Sealaska Lands Legislation Still Afloat
Ed Schoenfeld, CoastAlaska – Juneau
Lisa Murkowski’s defeat in the Republican primary could impact the chances of Sealaska’s lands legislation passing. Murkowski was the bill’s main backer in Congress. And primary winner Joe Miller has spoken against it.

But the other two members of Alaska’s Congressional delegation say they’ll keep the measure in play.

Matanuska River’s Eroding Banks Troubles Homeowners
Ellen Lockyer, KSKA – Anchorage
Eroding banks of the Matanuska River are causing stress to some homeowners who live a little too close to the river.   About a month ago, a Sutton man lost part of his house to the river, and now residents of the nearby Butte area are worried about potential losses to the rushing waters.  They’ve asked the Matanuska- Susitna Borough for help, but Deputy Borough Mayor Lynne Woods says it’s more a question of who has the authority to do erosion control work.
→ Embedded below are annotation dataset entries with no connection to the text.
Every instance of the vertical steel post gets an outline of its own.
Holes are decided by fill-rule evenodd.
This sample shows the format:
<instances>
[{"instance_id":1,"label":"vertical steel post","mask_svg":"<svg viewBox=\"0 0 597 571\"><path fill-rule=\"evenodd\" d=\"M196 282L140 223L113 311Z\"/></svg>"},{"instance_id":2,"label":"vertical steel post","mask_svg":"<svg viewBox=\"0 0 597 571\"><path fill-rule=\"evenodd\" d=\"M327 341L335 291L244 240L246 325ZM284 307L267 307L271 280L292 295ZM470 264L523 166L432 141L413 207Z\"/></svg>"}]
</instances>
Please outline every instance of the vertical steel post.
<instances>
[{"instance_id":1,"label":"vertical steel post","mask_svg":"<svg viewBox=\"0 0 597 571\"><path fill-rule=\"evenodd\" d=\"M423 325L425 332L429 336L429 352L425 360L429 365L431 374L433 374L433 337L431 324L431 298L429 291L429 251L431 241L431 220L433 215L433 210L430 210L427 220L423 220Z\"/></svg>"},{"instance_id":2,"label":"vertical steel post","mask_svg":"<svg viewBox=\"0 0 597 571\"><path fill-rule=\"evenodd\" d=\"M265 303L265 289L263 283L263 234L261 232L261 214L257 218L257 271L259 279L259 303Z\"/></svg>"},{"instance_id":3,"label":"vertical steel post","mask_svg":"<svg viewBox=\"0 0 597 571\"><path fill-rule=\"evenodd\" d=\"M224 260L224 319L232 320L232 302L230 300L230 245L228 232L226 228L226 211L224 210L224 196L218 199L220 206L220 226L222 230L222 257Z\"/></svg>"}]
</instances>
Woods says the state, not the Borough, has erosion and flood control powers. State and federal dollars are required and there has to be a cooperative effort between the two entities, and with state legislators, to get funding. A Matanuska River Management Plan is scheduled to be aired at an upcoming Borough Assembly meeting on September 7.   Woods says the plan contains options for managing erosion.

Since the early August incident that threatened riverside homes, the Borough has been monitoring the situation and looking for emergency federal funding to address it.  Woods points to work done by the state in the 1980s which bolstered the riverbank in the threatened area.  She says most of that has been washed away, and what remains has not been maintained by the state.

Residents have petitioned the Borough to fix the damaged levee.

Search for Extras Fails to Draw Crowd
Ellen Lockyer, KSKA – Anchorage
The search for 1,000 extras for the upcoming film, Everybody Loves Whales failed to draw crowds today in Anchorage. 50 to 100 people stood in line at a local mall for tryouts

Extra hopefuls ranged in age from high school to elderly. The process moved quickly.

Each applicant was photographed full face, and right and left profile mug shot style.

No word on when finalists will be notified.  The extra try outs continue tomorrow at the Diamond mall in Anchorage.

Alaska Roads Among Worst Maintained in Country
Mike Mason, KDLG – Dillingham
Alaska has among the worst state maintained roads in the country according to a new report that grades the highways and roads across the country.

Bike Riding Family Settles Down for Winter in Fairbanks
Dan Bross, KUAC – Fairbanks
A Kentucky family that rode a five-person bike to Alaska is settling in for the winter in Fairbanks. It’s the next phase of the Harrison family adventure that began 13 months and 7,000 miles ago. KUAC’s Dan Bross visited Bill and Amarins Harrison and their three young daughters at their wintering spot outside town.